Wat appellant in hoger beroep heeft aangevoerd is een herhaling van wat hij in bezwaar en beroep naar voren heeft gebracht. Het oordeel van de rechtbank daarover en de daaraan ten grondslag gelegde overwegingen worden onderschreven. Daaraan wordt het volgende toegevoegd.
4.3.
Dat de zorg voor zijn partner veel druk legt op appellant en hem fors belast, leidt geen twijfel. Hieruit kan echter niet worden geconcludeerd dat de psychische beperkingen door de verkeringsarts bezwaar en beroep onjuist zijn vastgesteld. De belasting wegens huishoudelijke taken en verzorging van gezinsleden dienen bij de beoordeling van arbeidsongeschiktheid namelijk buiten beschouwing te blijven. De door appellant in hoger beroep overgelegde medische informatie geeft ook geen aanleiding tot twijfel aan de juistheid van de medische beoordeling. De verzekeringsarts bezwaar en beroep heeft in het rapport van 26 februari 2020 gereageerd op het psychologisch onderzoek. Hij vermeldt dat het bij de DSM-classificatie gaat om een voorlopige classificatie, dat een persoonlijkheidsstoornis niet is vastgesteld en dat met de door de psycholoog genoemde klachten van overbelasting al rekening is gehouden. De verzekeringsarts bezwaar en beroep concludeert dat het onderzoek geen aanleiding geeft meer beperkingen aan te nemen dan reeds zijn aangegeven in de FML van 3 januari 2018. Appellant heeft niets aangevoerd dat doet twijfelen aan de juistheid van deze conclusie. Ten slotte bevatten de medische stukken geen informatie waaruit valt op te maken dat appellant een slechte concentratie en coördinatie heeft of dat de beperkingen wegens zijn lichamelijke klachten onjuist zijn vastgesteld.
4.4.
Omdat geen twijfel bestaat over de juistheid van de medische beoordeling door het Uwv, ziet de Raad geen aanleiding voor het inschakelen van een onafhankelijk deskundige. De verwijzing van appellant naar de uitspraak van de Raad van 28 mei 2018 maakt dit niet anders, aangezien hierin geen argumenten gevonden kunnen worden om in het geval van appellant een deskundige in te schakelen (ECLI:NL:CRVB:2018:1546). Dit verzoek van appellant wordt dan ook afgewezen.

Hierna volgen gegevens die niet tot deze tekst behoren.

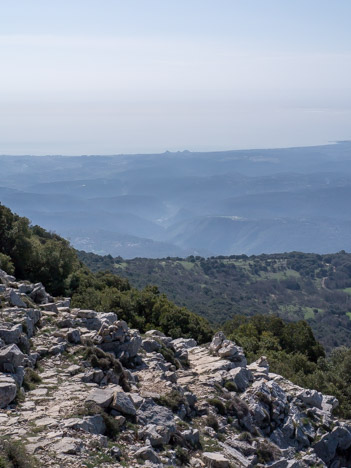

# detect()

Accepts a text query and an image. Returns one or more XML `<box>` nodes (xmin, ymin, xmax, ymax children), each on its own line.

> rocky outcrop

<box><xmin>0</xmin><ymin>271</ymin><xmax>351</xmax><ymax>468</ymax></box>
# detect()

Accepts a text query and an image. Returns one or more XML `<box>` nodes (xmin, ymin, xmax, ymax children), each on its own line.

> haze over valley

5. De overwegingen in 4.2 tot en met 4.4 leiden tot de conclusie dat het hoger beroep niet slaagt en de aangevallen uitspraak moet worden bevestigd.
6. Voor een veroordeling in de proceskosten bestaat geen aanleiding.

BESLISSING

De Centrale Raad van Beroep bevestigt de aangevallen uitspraak.
Deze uitspraak is gedaan door I.M.J. Hilhorst-Hagen als voorzitter, in tegenwoordigheid van A.L. Abdoellakhan als griffier. De beslissing is uitgesproken in het openbaar op 26 augustus 2020.